Innovation with 3D Printer
the push bolt
A few hundred dollars!
I took the plunge and bought a fairly cheap 3D printer, to see if I could make tensegrity construction better and easier.
These devices are amazing! I got a Creality Ender 3 V2 and some PLA filament, put it together in a few hours, and printed out a few designs that I could download.
A bolt cap design?
While spending countless hours building tensegrities with my techniques based on off-the-shelf parts, I had lots of meditative time over the past months imagining what kind of shapes might make things better.
This is the anatomy of every compression-tension connection that I have been making for the past year or so:
I’ve always thought that I could simplify things if I could shift them around so that the ring ends up on top rather than held in place under the bolt head by another nut.
I learned how to use Fusion 360 by watching a few tutorials and practicing, and then I was ready to embark on inventing my own design.
Once I got this design right, I imported into Cura slicer to generate the 3D printer instructions.
A new component: Push Bolt!
A mere ten minutes later I had my first cap printed, and with a dab from a glue gun and we have an entirely new component: the push bolt.
That allows me to use one less nut for the complete connection!
As you can see, the ring with cords now rides above the head of the bolt rather than below.
The slicer program has a wonderful function called multiply where you can have it make a number of the same thing during the same print, so I could let it work a while in my absence on 12 of them.

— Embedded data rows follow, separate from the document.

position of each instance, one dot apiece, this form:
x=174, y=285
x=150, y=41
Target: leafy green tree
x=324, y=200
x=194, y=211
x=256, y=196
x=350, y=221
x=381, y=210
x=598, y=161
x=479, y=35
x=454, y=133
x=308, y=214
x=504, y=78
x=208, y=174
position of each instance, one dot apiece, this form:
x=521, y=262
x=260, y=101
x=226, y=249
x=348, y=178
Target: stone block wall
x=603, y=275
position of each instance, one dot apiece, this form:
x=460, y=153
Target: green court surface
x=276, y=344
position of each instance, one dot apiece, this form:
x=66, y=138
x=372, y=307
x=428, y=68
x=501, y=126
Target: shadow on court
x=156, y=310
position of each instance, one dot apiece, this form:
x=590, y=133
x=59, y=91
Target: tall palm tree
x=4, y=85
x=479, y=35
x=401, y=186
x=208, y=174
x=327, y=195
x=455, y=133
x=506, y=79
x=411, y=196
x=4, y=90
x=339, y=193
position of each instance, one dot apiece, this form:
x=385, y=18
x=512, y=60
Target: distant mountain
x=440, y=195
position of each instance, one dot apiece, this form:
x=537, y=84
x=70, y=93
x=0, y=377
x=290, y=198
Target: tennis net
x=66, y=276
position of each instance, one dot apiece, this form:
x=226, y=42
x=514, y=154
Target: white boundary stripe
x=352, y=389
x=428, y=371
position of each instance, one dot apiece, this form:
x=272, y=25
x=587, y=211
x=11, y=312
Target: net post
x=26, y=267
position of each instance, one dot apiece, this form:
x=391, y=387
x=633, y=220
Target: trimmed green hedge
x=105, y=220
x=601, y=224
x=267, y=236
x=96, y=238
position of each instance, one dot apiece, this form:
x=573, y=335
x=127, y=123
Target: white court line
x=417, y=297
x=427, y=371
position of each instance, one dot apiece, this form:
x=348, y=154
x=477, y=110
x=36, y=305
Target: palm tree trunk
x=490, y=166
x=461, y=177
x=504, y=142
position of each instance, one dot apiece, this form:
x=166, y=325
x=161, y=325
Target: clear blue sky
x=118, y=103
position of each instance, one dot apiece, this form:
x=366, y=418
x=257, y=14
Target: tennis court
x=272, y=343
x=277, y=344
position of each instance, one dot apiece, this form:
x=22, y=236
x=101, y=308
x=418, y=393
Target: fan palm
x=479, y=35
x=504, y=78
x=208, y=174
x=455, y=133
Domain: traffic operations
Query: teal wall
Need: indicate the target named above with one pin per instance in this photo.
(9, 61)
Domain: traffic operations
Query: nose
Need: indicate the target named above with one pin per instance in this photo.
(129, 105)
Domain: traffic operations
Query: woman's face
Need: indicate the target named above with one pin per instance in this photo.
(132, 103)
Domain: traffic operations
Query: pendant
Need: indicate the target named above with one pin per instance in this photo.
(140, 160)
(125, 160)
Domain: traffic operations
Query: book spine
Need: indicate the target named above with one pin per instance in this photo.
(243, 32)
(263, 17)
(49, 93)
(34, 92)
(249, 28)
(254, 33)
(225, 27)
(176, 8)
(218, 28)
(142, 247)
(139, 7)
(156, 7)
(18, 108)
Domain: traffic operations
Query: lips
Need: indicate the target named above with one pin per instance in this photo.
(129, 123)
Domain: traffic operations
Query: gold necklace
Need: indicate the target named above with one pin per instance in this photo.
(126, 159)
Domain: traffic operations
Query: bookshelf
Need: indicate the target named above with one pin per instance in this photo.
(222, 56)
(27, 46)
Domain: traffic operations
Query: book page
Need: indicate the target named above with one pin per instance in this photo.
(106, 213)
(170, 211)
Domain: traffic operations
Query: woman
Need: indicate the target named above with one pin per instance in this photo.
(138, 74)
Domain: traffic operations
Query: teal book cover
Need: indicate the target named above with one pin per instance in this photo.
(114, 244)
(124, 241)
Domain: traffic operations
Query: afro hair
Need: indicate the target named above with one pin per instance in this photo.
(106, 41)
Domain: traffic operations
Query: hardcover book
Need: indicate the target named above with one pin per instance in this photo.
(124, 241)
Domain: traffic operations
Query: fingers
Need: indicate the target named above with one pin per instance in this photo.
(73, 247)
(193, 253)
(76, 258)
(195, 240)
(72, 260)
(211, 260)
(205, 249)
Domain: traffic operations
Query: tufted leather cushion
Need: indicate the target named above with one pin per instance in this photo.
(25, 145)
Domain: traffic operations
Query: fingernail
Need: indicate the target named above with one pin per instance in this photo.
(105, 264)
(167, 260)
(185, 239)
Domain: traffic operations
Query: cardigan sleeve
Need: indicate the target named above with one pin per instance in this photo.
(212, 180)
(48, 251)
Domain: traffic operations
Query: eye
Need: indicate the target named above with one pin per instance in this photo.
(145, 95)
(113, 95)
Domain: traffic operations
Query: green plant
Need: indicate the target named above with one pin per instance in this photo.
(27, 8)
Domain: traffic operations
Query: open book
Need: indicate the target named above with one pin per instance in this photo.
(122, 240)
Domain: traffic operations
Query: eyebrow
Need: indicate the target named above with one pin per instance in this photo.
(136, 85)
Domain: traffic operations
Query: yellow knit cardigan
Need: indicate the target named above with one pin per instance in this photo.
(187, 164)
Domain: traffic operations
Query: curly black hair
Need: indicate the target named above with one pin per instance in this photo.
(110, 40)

This was amazing! It only took a tiny little cap structure to transform a bolt into a push bolt and change the whole character of the construction process.
It is so much easier to build this way because you can pre-fabricate the tension (cords and rings) separately, and insert pre-assembled extensible bars with the new cap at either end.

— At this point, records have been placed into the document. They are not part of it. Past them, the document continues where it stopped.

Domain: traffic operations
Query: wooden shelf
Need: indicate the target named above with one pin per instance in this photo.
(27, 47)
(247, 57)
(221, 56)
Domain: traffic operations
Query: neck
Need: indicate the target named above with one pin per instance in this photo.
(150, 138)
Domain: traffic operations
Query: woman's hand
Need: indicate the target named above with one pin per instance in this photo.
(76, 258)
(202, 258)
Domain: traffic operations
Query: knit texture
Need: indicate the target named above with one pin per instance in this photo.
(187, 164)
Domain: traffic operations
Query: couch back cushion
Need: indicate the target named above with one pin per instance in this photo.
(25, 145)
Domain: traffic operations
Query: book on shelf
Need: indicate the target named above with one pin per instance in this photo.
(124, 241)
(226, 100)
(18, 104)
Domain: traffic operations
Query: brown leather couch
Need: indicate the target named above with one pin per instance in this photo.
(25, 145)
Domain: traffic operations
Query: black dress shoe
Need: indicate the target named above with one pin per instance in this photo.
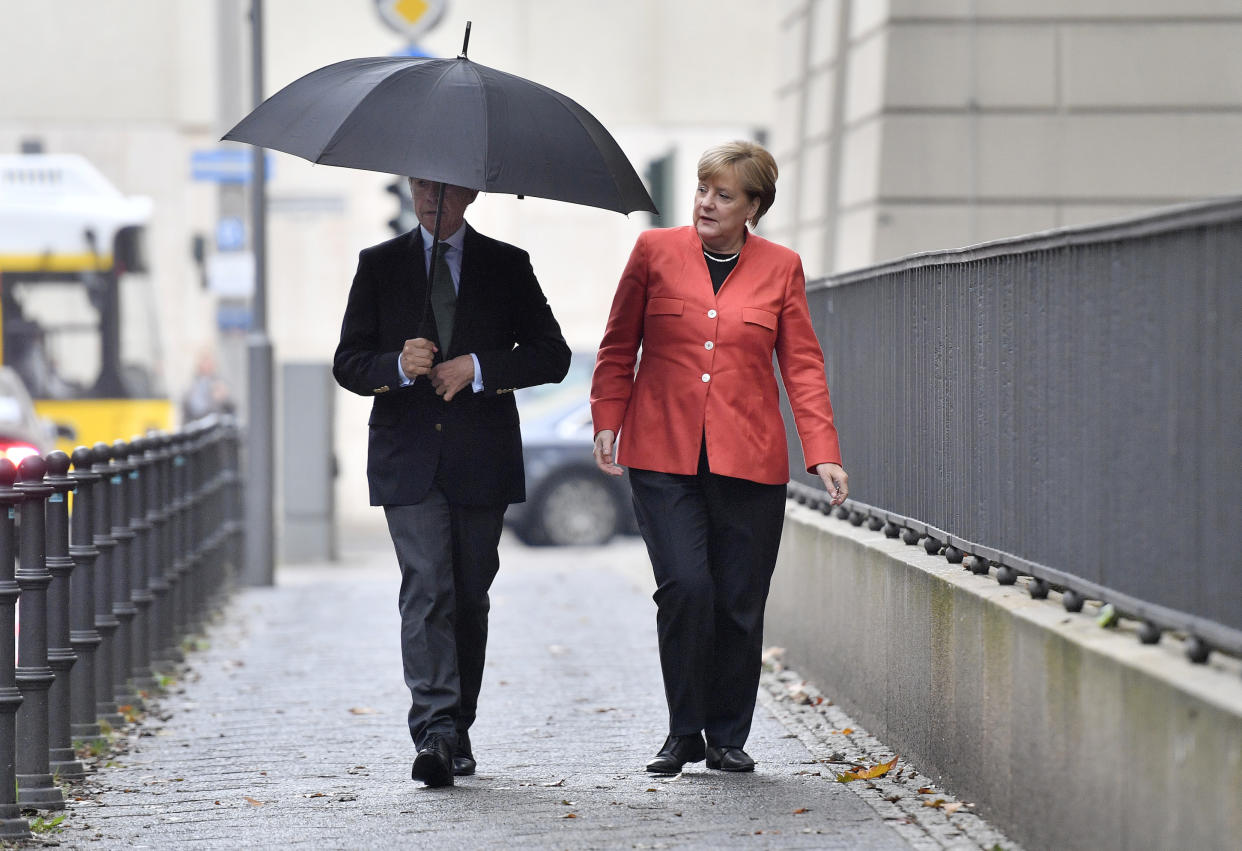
(463, 758)
(677, 750)
(729, 759)
(434, 764)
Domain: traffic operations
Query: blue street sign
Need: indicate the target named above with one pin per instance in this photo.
(230, 234)
(225, 164)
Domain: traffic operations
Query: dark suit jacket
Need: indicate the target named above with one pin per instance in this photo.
(471, 446)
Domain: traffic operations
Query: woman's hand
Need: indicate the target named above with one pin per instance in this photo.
(604, 452)
(835, 480)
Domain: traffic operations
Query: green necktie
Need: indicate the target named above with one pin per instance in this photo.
(444, 298)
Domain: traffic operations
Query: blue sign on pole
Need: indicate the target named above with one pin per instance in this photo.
(226, 164)
(230, 234)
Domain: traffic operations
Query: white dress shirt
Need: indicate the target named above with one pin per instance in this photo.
(453, 257)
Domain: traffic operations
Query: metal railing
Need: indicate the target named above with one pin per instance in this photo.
(104, 593)
(1065, 406)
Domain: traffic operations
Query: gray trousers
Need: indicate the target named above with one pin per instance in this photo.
(448, 559)
(713, 544)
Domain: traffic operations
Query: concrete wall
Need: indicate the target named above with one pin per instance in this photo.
(1066, 734)
(913, 126)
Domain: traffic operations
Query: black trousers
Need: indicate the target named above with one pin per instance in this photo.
(448, 559)
(713, 543)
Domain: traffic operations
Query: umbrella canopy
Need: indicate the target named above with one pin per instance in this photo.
(451, 121)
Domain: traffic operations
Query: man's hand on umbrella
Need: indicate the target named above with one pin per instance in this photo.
(452, 375)
(416, 357)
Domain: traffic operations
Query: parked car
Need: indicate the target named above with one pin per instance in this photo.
(22, 432)
(569, 501)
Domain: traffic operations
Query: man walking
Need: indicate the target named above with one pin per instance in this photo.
(445, 450)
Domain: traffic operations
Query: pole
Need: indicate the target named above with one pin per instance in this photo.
(260, 563)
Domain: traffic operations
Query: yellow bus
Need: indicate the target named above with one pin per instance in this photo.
(77, 308)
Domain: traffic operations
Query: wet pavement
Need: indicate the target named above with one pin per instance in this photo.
(287, 728)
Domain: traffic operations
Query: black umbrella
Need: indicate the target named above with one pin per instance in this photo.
(451, 121)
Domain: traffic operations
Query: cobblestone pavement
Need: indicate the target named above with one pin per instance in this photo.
(287, 728)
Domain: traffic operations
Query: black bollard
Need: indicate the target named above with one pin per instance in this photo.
(122, 587)
(104, 619)
(191, 529)
(180, 536)
(35, 784)
(11, 824)
(61, 659)
(140, 590)
(83, 636)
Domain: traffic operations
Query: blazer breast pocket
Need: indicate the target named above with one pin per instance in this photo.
(754, 316)
(665, 306)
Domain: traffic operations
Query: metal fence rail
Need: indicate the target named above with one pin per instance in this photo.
(1066, 406)
(106, 593)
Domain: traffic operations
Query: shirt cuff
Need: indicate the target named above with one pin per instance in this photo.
(477, 384)
(400, 373)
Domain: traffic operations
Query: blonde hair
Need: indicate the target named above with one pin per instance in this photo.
(754, 167)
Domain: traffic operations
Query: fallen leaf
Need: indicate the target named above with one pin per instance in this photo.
(867, 773)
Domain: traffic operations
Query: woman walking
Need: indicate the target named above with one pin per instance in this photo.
(701, 430)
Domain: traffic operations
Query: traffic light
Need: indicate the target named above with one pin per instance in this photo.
(404, 220)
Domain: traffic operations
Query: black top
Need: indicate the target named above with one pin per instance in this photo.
(719, 266)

You just slip the ring over the point of the cap and it stays, and no longer pinches the cord like before.
Add it all together and this feels like a really refreshing innovation over the technique I was previously using.
Even better (very educational!), you can now separate compression and tension easily, effectively dissassembling and reassembling the tensegrity whenever you want because the rings are removable from the caps.
If you scroll up and look carefully, you will see that I also designed a little hole down the middle of the cap. The idea is to add something on top which covers up the knots altogether. This will be my next challenge.